I have eliminated the transaxle from the problem. I flushed it out, and the gears shifted VERY smoothly with the car not running with and without the clutch. The fluid in the transmission was dirty, but there was no sign of metal shaving at all...So I don't think my synchros are bad...nor did I ever really think that just because the car wasn't grinding gears, it just wasn't going.

I'm going to check the whole hydraulic system now, although I don't know if that is the problem. Like I said, when I tried to bleed the slave I didn't get any fluid BUT when the clutch is depressed the slave piston moves...so I don't know whats going on there.

If the hydraulic system checks out, whats next??? Is it definitely a clutch failure issue. After the test drive I memorized EVERY symptom I was having. Hopefully someone can diagnose this.

1) Car shifts like butter while off. With and without the clutch.

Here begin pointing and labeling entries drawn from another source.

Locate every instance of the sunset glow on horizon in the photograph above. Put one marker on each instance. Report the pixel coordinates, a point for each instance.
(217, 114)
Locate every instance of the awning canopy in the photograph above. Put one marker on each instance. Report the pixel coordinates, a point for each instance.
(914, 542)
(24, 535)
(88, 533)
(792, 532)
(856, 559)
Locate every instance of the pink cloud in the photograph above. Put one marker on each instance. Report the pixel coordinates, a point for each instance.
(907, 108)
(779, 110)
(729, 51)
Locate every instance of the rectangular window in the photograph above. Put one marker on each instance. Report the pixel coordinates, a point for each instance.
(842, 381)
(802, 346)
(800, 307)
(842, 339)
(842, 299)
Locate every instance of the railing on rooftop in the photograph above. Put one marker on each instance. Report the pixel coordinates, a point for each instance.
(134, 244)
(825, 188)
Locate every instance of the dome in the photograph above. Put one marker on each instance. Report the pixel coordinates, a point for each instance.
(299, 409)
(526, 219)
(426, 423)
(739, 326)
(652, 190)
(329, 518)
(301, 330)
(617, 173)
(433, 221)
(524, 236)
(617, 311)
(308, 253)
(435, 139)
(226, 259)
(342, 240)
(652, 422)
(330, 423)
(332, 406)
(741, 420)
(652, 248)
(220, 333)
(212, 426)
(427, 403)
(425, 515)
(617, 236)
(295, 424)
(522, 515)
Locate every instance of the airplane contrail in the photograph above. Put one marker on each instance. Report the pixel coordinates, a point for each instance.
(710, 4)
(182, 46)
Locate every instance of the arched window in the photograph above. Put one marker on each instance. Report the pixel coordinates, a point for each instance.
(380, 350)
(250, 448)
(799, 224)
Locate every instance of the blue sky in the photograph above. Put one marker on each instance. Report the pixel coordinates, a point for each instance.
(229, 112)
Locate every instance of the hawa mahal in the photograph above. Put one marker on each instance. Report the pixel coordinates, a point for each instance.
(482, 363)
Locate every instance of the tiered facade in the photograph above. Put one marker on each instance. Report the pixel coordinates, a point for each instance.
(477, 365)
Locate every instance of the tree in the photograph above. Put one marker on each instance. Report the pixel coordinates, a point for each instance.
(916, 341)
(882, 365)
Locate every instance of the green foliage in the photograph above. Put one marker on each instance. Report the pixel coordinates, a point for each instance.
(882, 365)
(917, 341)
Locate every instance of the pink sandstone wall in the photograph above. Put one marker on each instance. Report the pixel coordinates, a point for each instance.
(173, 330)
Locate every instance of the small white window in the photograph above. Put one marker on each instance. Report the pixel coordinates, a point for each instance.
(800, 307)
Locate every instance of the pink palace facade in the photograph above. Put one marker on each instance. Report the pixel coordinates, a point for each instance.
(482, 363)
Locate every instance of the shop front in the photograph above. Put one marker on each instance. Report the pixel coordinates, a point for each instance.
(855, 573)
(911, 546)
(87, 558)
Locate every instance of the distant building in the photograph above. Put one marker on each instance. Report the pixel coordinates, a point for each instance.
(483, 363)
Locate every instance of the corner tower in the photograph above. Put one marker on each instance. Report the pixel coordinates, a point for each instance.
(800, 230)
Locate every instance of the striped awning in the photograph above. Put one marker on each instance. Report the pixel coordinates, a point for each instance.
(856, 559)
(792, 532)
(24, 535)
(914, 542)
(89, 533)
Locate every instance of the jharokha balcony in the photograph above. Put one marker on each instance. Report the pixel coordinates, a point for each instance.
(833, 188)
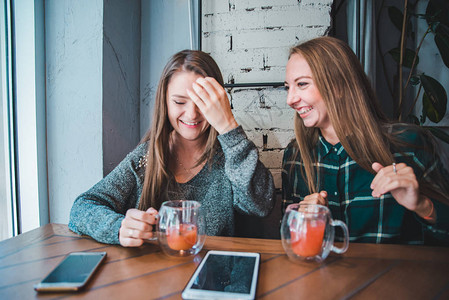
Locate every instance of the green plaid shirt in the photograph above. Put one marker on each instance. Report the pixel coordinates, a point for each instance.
(369, 219)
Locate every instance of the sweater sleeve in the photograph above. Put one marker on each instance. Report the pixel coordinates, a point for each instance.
(100, 211)
(252, 183)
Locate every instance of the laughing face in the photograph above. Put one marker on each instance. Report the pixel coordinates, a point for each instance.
(185, 117)
(303, 95)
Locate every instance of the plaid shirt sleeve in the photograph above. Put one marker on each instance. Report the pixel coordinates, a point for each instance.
(369, 219)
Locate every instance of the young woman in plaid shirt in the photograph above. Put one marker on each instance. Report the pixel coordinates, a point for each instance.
(383, 179)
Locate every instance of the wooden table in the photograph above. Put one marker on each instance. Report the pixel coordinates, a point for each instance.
(366, 271)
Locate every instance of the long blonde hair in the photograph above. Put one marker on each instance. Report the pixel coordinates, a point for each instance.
(351, 104)
(360, 125)
(157, 175)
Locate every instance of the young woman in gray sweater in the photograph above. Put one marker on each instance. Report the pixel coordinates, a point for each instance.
(194, 150)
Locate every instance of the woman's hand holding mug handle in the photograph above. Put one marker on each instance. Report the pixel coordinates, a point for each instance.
(316, 198)
(137, 226)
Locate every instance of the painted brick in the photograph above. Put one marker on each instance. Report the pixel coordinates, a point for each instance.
(214, 6)
(244, 4)
(250, 40)
(271, 159)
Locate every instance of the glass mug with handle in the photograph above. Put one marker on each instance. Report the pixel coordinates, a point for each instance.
(307, 232)
(181, 229)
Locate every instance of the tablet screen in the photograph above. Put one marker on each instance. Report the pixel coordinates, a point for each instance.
(226, 273)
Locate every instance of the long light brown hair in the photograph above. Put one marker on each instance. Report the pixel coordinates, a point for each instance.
(157, 175)
(353, 110)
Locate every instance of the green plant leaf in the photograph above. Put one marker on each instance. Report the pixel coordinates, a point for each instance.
(438, 133)
(413, 119)
(442, 42)
(434, 99)
(396, 16)
(409, 54)
(414, 80)
(438, 11)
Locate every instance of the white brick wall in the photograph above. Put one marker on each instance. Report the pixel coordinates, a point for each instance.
(250, 40)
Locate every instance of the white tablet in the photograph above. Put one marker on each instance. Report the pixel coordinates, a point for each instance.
(224, 275)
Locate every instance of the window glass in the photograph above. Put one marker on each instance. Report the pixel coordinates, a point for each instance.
(6, 222)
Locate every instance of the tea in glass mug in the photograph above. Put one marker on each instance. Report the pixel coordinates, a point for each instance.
(181, 227)
(307, 232)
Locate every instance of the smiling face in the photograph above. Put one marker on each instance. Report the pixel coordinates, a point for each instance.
(185, 117)
(303, 95)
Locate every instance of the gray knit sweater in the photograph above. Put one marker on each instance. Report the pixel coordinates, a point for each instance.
(237, 180)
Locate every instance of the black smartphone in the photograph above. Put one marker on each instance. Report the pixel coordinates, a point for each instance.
(224, 275)
(72, 273)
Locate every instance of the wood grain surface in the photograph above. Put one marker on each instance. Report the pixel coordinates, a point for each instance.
(366, 271)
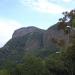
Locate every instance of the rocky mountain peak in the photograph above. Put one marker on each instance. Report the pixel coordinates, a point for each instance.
(25, 30)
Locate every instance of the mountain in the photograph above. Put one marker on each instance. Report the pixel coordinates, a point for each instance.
(34, 41)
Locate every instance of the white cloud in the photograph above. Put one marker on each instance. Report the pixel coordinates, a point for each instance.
(7, 28)
(67, 1)
(43, 6)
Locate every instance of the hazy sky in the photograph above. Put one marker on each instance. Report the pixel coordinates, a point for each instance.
(22, 13)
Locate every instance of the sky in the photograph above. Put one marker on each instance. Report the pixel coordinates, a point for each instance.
(15, 14)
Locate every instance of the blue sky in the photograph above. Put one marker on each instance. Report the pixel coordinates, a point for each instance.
(15, 14)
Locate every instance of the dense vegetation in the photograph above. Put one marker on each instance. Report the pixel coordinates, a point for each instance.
(43, 61)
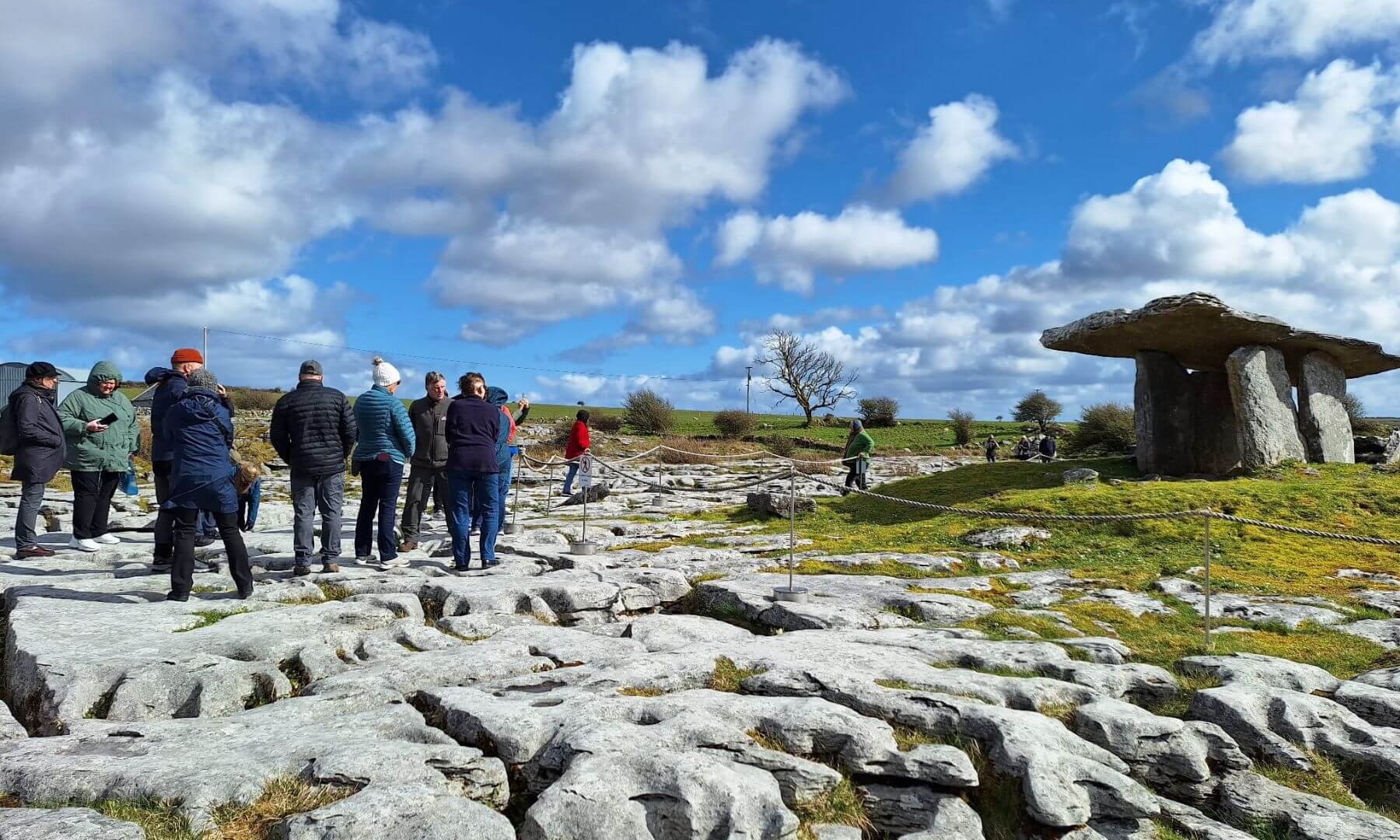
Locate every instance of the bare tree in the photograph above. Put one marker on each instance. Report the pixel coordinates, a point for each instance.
(810, 377)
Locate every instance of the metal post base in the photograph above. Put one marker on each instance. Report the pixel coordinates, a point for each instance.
(790, 594)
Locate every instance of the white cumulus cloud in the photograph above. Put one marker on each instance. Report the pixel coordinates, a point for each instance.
(790, 251)
(1329, 132)
(955, 149)
(1294, 28)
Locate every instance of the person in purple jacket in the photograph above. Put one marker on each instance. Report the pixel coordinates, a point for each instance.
(472, 427)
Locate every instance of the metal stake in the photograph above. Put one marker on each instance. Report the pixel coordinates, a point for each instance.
(791, 524)
(549, 488)
(1207, 530)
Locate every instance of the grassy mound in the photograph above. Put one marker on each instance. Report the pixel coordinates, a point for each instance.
(1133, 556)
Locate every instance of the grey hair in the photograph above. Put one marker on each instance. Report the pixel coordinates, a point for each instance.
(202, 378)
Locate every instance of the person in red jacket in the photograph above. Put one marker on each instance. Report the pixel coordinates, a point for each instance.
(574, 448)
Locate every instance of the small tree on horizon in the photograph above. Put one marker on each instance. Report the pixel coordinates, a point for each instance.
(962, 426)
(1036, 408)
(800, 371)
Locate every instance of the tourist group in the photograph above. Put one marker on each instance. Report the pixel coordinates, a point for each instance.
(460, 450)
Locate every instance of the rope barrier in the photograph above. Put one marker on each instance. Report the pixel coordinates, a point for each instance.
(791, 474)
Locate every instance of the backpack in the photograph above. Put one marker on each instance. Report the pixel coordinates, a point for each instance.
(9, 432)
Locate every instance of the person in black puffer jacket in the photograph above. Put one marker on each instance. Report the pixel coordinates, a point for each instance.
(40, 455)
(314, 432)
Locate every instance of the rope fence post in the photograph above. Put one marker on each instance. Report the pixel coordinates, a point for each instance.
(581, 545)
(549, 488)
(516, 506)
(1207, 531)
(791, 593)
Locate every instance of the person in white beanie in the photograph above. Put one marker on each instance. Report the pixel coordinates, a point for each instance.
(384, 446)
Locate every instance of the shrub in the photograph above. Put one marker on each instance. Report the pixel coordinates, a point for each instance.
(734, 423)
(254, 399)
(1105, 427)
(607, 423)
(1036, 408)
(1360, 423)
(878, 411)
(782, 446)
(962, 426)
(649, 412)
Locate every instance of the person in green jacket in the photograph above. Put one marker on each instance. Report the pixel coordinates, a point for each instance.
(860, 446)
(101, 434)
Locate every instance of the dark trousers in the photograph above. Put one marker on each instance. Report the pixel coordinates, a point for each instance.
(380, 482)
(425, 482)
(503, 497)
(182, 570)
(857, 476)
(93, 502)
(468, 488)
(27, 518)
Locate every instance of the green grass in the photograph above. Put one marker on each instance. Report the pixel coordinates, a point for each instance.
(209, 616)
(727, 675)
(842, 805)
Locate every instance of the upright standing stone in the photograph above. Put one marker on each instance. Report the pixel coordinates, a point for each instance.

2) Start the car in Neutral Fine. Shift into Reverse Fine. Shift into First and drive down the driveway. Fine. Try to shift to second...Nothing! The shifter was basically STUCK in first gear.

3) I turned the car off and Started in first with the clutch depressed. The car lurched forward with the clutch fully depressed.

4) When I let off the clutch in First and started giving it some gas, I heard a pop underneath the car.

5)I turned the car off and started in first again. Same results.

6) I was not able to get out of first gear.

What else can I check besides the hydraulics that could be causing this problem THATS NOT the clutch?

Or if its definitely the clutch, is there any way to tell which part?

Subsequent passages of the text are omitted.